Il coronavirus: dopo aver ricevuto (e scrupolosamente applicata!) la corretta informazione su come contrastarne la propagazione, va evitato di rimanere con “il chiodo fisso” a pensare sempre lì !
Non è possibile che nei giorni a venire tutti i riflettori restino permanentemente puntati sulla escalation di questo virus, perché questo modo di procedere finisce per generare una sindrome esistenziale tra l’ansiogeno e l’angosciante, con gravi ripercussioni sul sistema immunitario.
Le nostre difese, infatti, rischiano di indebolirsi per effetto di elementi comunicativi provenienti dall’esterno che generano una sindrome da “vicolo cieco” che è l’esatto contrario di quello che dobbiamo alimentare.
Questo non vuol dire che quanto sta accadendo vada minimizzato, ma neppure enfatizzato ed una comunicazione ormai perennemente rivolta a “vivisezionare” ogni evoluzione del fenomeno, può determinare un crescente “decremento” delle capacità reattive del nostro organismo.
Parliamo d’altro, occupiamo la nostra mente con altre sollecitazioni, generiamo circuiti virtuosi.
Attiviamo tutti i “corridoi” propositivi che illustrino le situazioni che potranno delinearsi subito dopo che il virus sarà debellato.
Perché una cosa credo, deve essere chiara: se oggi tutte le energie le dirottiamo su come monitorare l’andamento del virus e come accompagnare ogni atto della vita quotidiana in quella prospettiva, poi ci troveremo impreparati a far “ripartire la macchina” nel momento in cui il coronavirus sarà alle nostre spalle: giusto? Mi pare un’ovvia considerazione.
Distrarre il cervello e tenerlo occupato con altre idee che prescindano dalla situazione sanitaria, vuol dire riattivare la mente a produrre soluzioni per il “dopo”.
Ricordo sempre l’esortazione di Viktor Frankl, psichiatra ebreo viennese, deportato in un campo di concentramento, che poneva una domanda ai suoi compagni di detenzione, che era pressappoco sempre la stessa : “Tu quando uscirai di qui, non avrai un libro da leggere? Non avrai un nipote da accarezzare? Non avrai un cane con cui fare una corsa sui prati?”.
Capito? Frankl dava per scontato che ci sarebbe stata una via d’uscita rispetto ad una sorte che appariva segnata!
Questo modo di relazionarsi con l’altro, rappresentava una iniezione ricostituente formidabile! Rispondeva ad un metodo che Frankl poi strutturò attraverso una sua teoria denominata: Logoterapia (psicoterapia del senso e del significato della vita).
Per inciso Frankl, ovviamente, uscì salvo dal campo di concentramento e con lui molti soggetti che avevano prestato ascolto alle sue terapie: perché ciò avvenne?

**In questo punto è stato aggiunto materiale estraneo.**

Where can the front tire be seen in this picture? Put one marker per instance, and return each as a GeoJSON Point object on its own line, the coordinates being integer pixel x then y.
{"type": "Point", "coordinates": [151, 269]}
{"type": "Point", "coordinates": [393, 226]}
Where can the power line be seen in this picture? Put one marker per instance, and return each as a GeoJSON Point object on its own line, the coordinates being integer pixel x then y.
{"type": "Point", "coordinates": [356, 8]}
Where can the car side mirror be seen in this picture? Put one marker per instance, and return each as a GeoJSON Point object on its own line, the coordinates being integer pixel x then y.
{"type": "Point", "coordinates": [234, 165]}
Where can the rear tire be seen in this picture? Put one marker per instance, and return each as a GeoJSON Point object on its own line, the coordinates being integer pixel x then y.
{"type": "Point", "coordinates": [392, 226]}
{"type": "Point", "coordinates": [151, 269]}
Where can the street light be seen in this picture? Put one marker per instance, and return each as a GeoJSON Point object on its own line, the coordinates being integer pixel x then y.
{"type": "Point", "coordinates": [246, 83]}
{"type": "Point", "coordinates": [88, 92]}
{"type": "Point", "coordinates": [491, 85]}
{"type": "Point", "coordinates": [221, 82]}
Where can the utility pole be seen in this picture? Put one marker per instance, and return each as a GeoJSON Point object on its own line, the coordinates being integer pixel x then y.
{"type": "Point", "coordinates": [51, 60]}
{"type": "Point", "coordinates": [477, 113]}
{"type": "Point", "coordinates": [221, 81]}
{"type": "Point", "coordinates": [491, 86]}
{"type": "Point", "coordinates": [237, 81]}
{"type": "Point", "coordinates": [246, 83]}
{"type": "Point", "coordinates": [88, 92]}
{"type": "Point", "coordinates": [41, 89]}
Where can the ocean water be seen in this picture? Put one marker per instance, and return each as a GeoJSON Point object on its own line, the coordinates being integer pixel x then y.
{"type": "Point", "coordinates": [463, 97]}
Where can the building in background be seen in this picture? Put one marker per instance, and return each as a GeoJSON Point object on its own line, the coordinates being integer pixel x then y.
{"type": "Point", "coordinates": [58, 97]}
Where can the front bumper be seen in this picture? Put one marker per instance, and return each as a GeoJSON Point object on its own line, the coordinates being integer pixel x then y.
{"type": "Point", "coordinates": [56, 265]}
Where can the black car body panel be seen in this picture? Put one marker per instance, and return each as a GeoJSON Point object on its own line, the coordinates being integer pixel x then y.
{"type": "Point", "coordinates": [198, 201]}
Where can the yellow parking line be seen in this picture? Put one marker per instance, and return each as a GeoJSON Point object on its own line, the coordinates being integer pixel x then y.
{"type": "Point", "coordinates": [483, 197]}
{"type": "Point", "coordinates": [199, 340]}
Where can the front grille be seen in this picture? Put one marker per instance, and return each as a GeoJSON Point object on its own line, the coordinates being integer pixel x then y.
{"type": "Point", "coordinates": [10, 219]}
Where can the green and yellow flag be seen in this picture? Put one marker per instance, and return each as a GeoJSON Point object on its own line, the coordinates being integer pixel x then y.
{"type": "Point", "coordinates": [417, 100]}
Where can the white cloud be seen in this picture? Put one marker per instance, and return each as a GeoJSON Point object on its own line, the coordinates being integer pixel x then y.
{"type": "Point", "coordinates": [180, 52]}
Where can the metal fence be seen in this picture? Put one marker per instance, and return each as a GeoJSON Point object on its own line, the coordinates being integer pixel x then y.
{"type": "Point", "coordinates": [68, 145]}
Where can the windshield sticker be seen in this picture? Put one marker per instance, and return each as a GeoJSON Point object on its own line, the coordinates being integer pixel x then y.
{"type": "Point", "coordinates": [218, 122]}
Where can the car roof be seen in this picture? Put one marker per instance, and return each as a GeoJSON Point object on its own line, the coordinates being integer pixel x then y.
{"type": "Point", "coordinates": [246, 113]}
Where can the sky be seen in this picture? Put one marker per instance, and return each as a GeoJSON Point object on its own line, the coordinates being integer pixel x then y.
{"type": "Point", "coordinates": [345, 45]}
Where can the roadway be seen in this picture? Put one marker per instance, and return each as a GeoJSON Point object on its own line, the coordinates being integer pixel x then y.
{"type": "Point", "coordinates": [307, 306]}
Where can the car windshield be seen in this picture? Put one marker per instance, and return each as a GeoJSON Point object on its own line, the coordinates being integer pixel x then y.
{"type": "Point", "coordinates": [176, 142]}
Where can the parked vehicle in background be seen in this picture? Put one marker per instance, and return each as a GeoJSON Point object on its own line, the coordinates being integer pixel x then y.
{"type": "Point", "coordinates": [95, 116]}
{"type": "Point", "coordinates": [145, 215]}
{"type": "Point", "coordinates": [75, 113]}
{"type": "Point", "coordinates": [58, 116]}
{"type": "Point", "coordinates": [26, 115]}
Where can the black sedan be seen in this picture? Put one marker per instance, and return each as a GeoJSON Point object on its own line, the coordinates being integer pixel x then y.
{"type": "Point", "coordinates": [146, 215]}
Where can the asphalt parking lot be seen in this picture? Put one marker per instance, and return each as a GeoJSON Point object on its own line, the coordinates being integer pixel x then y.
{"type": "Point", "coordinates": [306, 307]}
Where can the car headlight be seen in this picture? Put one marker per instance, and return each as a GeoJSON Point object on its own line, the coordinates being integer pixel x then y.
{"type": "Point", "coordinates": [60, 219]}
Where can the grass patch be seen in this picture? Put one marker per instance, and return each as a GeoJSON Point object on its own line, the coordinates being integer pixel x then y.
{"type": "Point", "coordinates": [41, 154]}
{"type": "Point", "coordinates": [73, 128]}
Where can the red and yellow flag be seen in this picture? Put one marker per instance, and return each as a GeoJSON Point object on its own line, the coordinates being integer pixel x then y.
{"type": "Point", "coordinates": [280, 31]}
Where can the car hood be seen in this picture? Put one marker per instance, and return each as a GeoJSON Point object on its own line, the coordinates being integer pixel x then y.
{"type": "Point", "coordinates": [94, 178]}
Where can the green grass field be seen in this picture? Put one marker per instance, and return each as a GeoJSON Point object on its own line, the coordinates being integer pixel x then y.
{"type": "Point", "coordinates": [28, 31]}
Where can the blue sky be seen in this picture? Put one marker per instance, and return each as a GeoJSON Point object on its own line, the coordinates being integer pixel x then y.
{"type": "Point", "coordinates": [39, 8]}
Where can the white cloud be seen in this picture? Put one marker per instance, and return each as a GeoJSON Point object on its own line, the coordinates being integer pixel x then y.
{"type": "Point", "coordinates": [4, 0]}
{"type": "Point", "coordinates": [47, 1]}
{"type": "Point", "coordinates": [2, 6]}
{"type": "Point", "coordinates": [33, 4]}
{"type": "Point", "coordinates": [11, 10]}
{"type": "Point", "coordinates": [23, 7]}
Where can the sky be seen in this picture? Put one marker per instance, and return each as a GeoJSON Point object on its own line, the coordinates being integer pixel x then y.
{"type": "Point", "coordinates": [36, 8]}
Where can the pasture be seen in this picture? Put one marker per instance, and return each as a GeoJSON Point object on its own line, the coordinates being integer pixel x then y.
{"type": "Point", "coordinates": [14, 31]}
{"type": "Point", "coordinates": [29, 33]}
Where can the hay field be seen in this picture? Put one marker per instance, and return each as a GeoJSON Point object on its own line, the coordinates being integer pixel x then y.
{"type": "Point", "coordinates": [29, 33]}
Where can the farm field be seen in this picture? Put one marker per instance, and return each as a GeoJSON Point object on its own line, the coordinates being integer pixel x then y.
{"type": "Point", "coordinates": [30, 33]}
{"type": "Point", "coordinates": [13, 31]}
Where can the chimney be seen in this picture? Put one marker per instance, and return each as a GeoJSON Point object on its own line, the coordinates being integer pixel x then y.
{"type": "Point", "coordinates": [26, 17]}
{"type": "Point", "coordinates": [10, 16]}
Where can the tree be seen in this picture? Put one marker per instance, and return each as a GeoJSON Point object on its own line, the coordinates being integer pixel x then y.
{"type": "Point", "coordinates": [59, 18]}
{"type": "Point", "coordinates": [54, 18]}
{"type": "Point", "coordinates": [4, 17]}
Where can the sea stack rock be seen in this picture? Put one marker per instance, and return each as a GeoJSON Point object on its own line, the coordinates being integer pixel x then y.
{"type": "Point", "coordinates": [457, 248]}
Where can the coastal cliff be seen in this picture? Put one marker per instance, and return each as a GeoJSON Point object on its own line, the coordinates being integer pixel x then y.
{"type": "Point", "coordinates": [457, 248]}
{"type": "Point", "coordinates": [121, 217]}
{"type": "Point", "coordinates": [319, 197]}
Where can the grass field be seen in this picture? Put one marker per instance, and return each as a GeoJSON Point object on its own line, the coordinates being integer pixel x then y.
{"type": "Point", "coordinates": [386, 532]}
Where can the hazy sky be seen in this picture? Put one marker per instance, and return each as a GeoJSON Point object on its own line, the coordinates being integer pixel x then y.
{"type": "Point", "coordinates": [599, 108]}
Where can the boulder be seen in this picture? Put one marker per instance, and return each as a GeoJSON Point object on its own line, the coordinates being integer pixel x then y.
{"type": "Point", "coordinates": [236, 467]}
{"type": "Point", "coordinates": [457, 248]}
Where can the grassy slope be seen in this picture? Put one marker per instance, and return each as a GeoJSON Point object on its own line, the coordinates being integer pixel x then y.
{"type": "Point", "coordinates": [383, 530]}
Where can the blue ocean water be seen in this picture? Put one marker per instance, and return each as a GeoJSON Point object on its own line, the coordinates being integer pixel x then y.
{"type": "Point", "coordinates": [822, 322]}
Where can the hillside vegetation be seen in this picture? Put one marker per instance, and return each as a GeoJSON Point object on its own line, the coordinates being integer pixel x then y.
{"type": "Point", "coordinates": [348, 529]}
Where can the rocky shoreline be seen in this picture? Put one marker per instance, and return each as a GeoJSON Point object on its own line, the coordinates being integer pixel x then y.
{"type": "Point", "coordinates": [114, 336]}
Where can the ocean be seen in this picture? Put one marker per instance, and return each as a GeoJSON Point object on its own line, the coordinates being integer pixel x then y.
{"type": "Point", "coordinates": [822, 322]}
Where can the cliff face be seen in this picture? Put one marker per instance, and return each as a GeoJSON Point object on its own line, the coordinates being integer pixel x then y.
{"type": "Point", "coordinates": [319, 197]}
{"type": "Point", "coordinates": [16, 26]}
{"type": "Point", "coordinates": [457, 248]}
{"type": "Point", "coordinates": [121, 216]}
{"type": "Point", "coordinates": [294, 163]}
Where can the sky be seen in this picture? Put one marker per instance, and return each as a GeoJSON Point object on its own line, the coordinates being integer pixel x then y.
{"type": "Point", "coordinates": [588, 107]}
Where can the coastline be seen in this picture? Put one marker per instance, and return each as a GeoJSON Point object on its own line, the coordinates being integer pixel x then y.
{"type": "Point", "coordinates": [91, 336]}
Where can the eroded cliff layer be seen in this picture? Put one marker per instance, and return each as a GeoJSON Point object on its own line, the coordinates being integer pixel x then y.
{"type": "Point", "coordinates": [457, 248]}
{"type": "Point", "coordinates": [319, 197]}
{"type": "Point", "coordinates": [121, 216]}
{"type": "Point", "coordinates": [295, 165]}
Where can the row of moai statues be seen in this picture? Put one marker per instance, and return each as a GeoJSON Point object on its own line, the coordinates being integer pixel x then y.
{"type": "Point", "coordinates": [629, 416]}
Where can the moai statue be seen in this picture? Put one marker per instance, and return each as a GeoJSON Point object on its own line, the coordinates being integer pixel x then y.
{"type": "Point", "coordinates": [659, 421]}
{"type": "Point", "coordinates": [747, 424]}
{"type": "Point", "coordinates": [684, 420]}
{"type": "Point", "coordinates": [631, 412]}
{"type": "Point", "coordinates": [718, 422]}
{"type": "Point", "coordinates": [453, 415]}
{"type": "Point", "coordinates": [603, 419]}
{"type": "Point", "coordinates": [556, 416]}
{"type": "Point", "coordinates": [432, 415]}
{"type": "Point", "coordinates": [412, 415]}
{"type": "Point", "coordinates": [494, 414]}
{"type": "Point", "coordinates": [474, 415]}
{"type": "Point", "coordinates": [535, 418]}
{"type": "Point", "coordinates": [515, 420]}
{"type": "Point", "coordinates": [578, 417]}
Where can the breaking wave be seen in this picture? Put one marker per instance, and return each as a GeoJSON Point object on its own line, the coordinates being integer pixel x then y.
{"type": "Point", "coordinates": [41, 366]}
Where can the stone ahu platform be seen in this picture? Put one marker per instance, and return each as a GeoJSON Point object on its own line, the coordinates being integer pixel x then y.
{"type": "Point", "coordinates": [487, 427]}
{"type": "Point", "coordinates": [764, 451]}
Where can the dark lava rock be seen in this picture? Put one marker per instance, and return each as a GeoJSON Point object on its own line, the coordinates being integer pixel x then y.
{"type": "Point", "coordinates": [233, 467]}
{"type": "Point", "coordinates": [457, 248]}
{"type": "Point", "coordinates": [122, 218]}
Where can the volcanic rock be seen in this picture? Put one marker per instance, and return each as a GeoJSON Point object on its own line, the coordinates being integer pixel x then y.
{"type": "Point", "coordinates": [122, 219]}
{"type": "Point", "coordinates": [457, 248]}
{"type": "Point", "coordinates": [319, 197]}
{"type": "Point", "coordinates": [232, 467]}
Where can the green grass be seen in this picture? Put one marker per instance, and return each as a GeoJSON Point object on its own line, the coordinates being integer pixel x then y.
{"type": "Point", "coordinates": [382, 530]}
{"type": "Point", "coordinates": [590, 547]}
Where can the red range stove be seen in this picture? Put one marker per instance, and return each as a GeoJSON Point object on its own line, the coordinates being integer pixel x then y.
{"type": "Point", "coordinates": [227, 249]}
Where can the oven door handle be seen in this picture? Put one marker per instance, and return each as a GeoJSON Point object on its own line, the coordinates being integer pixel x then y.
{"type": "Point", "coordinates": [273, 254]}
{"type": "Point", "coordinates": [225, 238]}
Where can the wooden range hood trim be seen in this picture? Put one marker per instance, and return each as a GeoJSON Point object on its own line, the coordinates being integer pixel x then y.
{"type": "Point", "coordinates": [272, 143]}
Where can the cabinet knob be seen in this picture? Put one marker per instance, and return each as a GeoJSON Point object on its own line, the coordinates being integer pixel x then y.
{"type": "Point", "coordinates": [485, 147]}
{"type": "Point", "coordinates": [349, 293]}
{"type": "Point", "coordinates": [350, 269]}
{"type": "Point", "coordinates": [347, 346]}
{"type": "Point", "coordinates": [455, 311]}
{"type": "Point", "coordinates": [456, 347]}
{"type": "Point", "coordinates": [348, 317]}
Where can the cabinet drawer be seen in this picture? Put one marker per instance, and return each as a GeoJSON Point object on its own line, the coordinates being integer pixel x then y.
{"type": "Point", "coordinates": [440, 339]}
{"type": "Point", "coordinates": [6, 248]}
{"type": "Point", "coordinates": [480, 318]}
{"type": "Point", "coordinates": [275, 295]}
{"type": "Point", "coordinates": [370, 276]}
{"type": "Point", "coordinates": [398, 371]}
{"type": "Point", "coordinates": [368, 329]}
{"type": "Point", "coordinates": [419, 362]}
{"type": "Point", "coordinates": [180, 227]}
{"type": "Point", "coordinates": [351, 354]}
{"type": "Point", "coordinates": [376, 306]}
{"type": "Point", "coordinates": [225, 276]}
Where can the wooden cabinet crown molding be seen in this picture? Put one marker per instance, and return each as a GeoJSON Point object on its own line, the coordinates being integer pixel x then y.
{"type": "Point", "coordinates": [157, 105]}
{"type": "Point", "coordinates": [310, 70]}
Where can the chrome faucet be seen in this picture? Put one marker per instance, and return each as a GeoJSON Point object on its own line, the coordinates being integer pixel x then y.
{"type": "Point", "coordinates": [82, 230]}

Perché quelle persone, libere dal pensiero fisso di sentirsi predestinate ai forni crematori, che li avrebbe fatti scivolare in una depressione, ebbero modo di reagire.
Quelle persone, essendo vitali, non venivano soppresse, ma risparmiate perché utili per lo scavo delle grandi buche necessarie per tumulare i cadaveri.
La fine della guerra e la resa del nazismo consentì a questi superstiti, di riprendere la via verso le proprie abitazioni, quindi verso i propri affetti, verso i progetti verso cui impegnarsi.
Frankl e questi suoi “amici di sventura” trassero da questa drammatica lezione di vita, una “carica” di energie, da intraprendere conferenze al di qua e al di là dell’Oceano Atlantico (Europa e Stati Uniti). Avevano talmente compreso il valore della vita da adoperarsi nel contrastare, ovunque ce ne fosse bisogno, le dipendenze dalle droghe e dagli alcoolici che, per loro che erano scampati alla morte, significava tutelare un bene supremo!
Chiaro il modo di agire, da ora in poi? Prendere le precauzioni SCRUPOLOSAMENTE, seguire gli accorgimenti rigorosamente: poi, pensare ad altro, costruire OGGI il terreno adatto per accogliere la dimensione dell’essere e del vivere, una volta debellato il coronavirus.